Na segunda quinzena de outubro a Polícia Militar de Selvíria-MS deflagrou uma operação de combate a criminalidade denominada oficialmente de “Operação Candango”. Esse termo é carregado de história que vale retomar para entendermos o objetivo da operação da PM de Mato Grosso do Sul.
“Candango” surge no período da colonização portuguesa, na África e América, como derivação do africano “candanje” que indicava o português, portanto o outro, aquele de fora. Neste sentido, uma denominação pejorativa. Quando da construção da cidade de Brasília, na década de 1950, o termo “candango” foi aplicado para denominar os operários migrantes, em sua maioria nordestino, que chegavam no Planalto Central para construção da capital federal. De um termo pejorativo, ganha uma tonalidade positiva ao ser aplicado como gentílico do habitante de Brasília. É um gentílico popular, pois o oficial é brasiliense.

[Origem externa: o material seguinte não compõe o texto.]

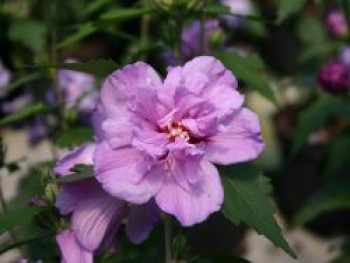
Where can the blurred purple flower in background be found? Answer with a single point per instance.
(5, 77)
(336, 23)
(97, 216)
(160, 139)
(192, 45)
(238, 8)
(334, 77)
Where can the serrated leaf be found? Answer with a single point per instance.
(26, 112)
(97, 67)
(74, 137)
(18, 217)
(246, 200)
(333, 197)
(287, 8)
(244, 69)
(313, 118)
(29, 33)
(81, 172)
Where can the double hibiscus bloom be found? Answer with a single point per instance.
(155, 145)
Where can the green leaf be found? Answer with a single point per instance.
(244, 68)
(246, 200)
(29, 33)
(84, 31)
(338, 154)
(122, 14)
(5, 248)
(18, 217)
(23, 80)
(314, 117)
(333, 197)
(287, 8)
(98, 67)
(26, 112)
(74, 137)
(81, 172)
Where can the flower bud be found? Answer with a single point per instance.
(336, 23)
(334, 77)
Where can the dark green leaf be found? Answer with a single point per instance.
(245, 69)
(26, 112)
(74, 137)
(29, 33)
(23, 80)
(314, 117)
(338, 154)
(287, 8)
(98, 67)
(18, 217)
(81, 172)
(123, 14)
(5, 248)
(246, 200)
(333, 197)
(84, 31)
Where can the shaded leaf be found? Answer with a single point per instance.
(246, 200)
(26, 112)
(244, 68)
(29, 33)
(338, 154)
(81, 172)
(74, 137)
(18, 217)
(333, 197)
(23, 80)
(5, 248)
(287, 8)
(98, 67)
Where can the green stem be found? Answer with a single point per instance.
(167, 236)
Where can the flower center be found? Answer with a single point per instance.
(177, 129)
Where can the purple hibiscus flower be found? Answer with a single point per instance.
(238, 8)
(95, 215)
(336, 23)
(160, 139)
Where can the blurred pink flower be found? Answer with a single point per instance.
(160, 139)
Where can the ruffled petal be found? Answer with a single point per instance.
(80, 155)
(239, 141)
(126, 173)
(194, 205)
(71, 251)
(141, 220)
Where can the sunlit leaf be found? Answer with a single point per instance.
(247, 200)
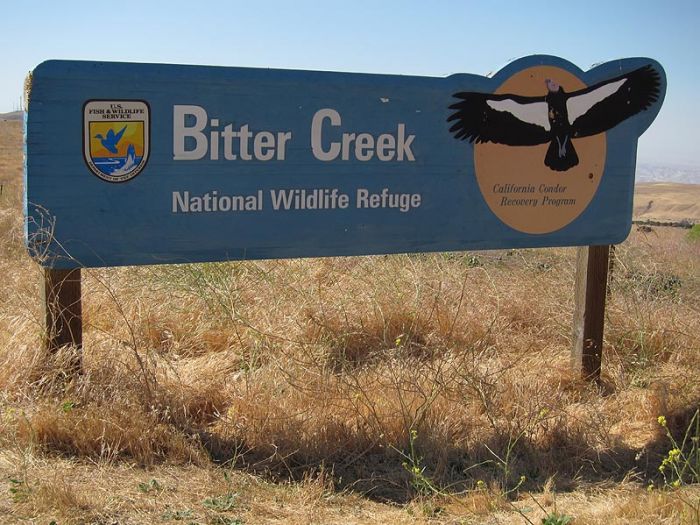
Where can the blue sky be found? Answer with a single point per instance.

Partindo desta definição, vejo com muita preocupação um órgão oficial de segurança pública nomear uma operação de combate à criminalidade de “Operação Candango”. Por que o uso dessa  denominação?  Quem são os candangos  em Selvíria?

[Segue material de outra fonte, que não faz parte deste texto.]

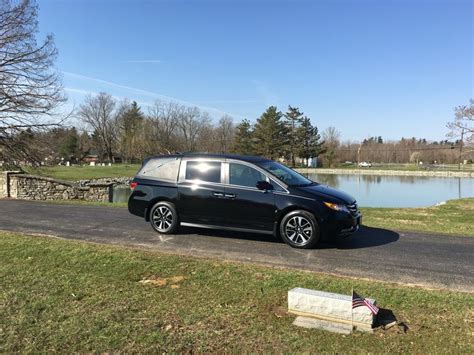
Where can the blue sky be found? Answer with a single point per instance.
(389, 68)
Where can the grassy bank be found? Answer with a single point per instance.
(455, 217)
(76, 172)
(71, 296)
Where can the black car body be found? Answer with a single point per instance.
(243, 193)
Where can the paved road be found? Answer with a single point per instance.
(415, 258)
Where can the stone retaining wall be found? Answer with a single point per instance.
(386, 172)
(32, 187)
(3, 185)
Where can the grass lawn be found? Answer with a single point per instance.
(73, 173)
(70, 296)
(410, 167)
(455, 217)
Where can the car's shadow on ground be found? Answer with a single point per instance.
(366, 237)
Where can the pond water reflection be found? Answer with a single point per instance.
(398, 191)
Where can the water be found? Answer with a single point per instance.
(382, 191)
(398, 191)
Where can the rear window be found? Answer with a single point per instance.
(165, 169)
(209, 171)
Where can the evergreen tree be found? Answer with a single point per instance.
(293, 118)
(243, 138)
(130, 122)
(309, 138)
(271, 134)
(70, 144)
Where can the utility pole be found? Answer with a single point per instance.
(460, 148)
(358, 154)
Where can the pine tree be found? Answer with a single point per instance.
(130, 122)
(293, 118)
(271, 134)
(70, 144)
(309, 138)
(243, 138)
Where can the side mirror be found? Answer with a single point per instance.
(264, 186)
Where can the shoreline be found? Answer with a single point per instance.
(460, 174)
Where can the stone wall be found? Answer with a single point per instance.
(32, 187)
(3, 185)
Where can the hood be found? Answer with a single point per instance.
(326, 191)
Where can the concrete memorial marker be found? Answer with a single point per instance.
(330, 307)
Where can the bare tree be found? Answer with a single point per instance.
(225, 133)
(331, 143)
(191, 123)
(164, 122)
(463, 127)
(463, 123)
(101, 114)
(30, 88)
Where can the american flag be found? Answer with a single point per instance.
(359, 301)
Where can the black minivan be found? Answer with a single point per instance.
(242, 193)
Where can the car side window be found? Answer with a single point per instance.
(276, 187)
(243, 175)
(208, 171)
(165, 169)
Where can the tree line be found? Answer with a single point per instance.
(33, 130)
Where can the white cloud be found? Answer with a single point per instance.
(216, 112)
(143, 61)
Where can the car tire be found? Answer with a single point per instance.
(164, 218)
(300, 229)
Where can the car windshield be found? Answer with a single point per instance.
(285, 174)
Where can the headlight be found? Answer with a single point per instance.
(336, 207)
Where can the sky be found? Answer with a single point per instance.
(369, 68)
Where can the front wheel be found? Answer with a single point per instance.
(300, 229)
(164, 218)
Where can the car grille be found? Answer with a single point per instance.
(353, 209)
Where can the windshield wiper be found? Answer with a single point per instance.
(304, 185)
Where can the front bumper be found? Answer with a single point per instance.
(343, 224)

Os primeiros resultados da operação, divulgado pela imprensa, dão conta de cinco diligências que resultaram em prisões, sendo que apenas uma faz referência direta aos operários imigrantes da construção da fábrica de papel Eldorado.

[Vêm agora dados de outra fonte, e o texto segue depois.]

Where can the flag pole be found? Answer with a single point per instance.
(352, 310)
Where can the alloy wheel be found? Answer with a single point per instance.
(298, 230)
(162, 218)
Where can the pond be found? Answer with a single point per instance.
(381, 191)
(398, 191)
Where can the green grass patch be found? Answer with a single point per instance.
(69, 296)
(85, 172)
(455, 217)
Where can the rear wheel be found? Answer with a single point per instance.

Se olharmos atentamente as páginas policiais perceberemos que, geralmente, os operários imigrantes não aparecem envolvidos em crimes. Neste entendimento não consideramos crime, logicamente, a greve e outras formas de mobilização coletiva que muitas vezes são noticiadas em páginas policiais. Portanto, não há uma relação direta entre a chegada de trabalhadores imigrantes e o aumento da criminalidade. Todavia, a operação ao usar o termo ”candango” estabelece deliberadamente a relação entre repressão e migrante, mesmo que na prática a operação recaia sobre todos os trabalhadores.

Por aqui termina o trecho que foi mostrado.